Geschiedenis kerk
De Grote of Onze Lieve Vrouwekerk is een uniek gebouw en bepaald het beeld en silhouet van de stad Tholen. De kerk is een kruiskerk in een Brabants gotische stijl. Een kerk die bestaat uit een schip met zijbeuken, een transept of dwarsschip en een middenkoor met een noordbeuk en een niet voltooid zuidkoor.
Op de plaats van het huidige middenkoor heeft er in het midden van de 14de een kerk gestaan die bij een verbouwing rond 1360 gesloopt is. Daarvan resten nog slechts funderingen die bij de restauratie van de kerk opgegraven zijn. Van de bouw van deze eerste kerk is niets bekend.
Met de bouw van het huidige kerk met schip en dwarsschip zal men rond 1458 zijn begonnen. Mogelijk is het ontwerp voor de bouw van de hand van Evert Spoorwater, een bouwmeester die betrokken was bij de bouw van de grote kerken in Brabants gotische stijl. Zo rond 1510 moet het schip en transept een eind gereed zijn geweest, waarna het koor aan de beurt kwam. Dit is, waarschijnlijk door geld gebrek, niet volledig afgebouwd. Uit de plattegrond wordt duidelijk dat oorspronkelijk een volledige kooromgang met straalkapellen gepland was. Alleen het noordelijk deel hiervan is voltooid.

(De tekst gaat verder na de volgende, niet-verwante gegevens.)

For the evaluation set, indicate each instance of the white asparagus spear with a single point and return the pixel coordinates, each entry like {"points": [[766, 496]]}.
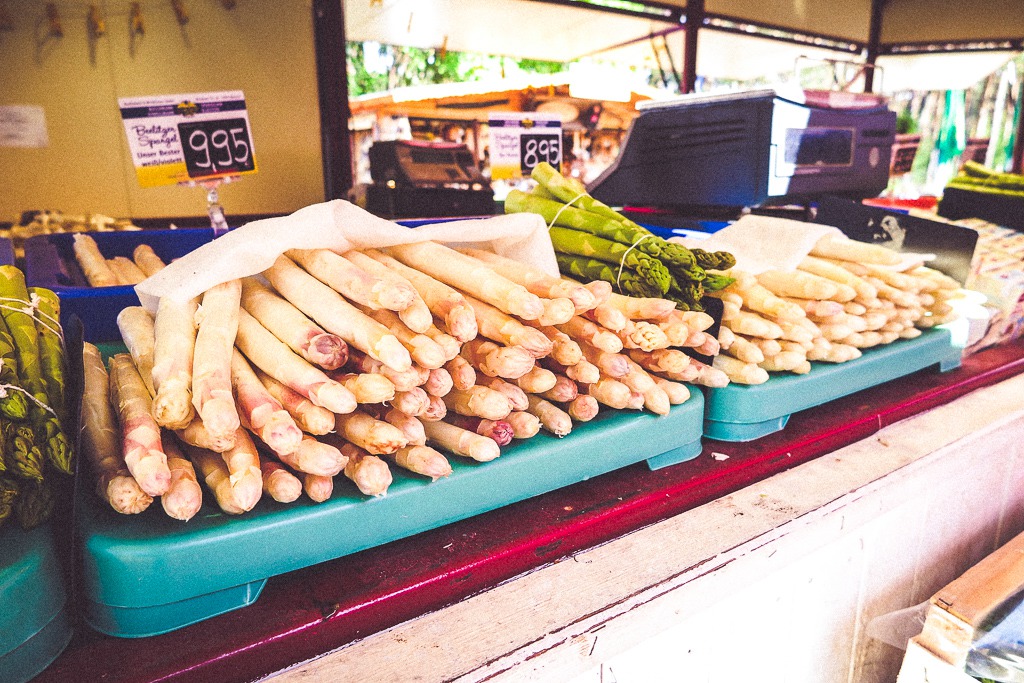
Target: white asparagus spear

In de tweede helft van de zestiende eeuw doet de Reformatie zich ook in Tholen steeds sterker gelden. In 1577 koos Tholen, als laatste Zeeuwse stad, de kant van Willem van Oranje. Met de overgang van het Katholicisme naar het Protestantisme veranderde er wel het een en ander in het interieur van de kerk. De beelden, waarvan de sokkel nu nog in de pilaren zichtbaar zijn, werden “an stucken geslagen”. Wat bleef waren wel de grafzerken van de voorouders met daarop religieuze afbeeldingen. Deze grafzerken vormen de band met het verleden en waren toen en nu nog steeds een waardevol bezit.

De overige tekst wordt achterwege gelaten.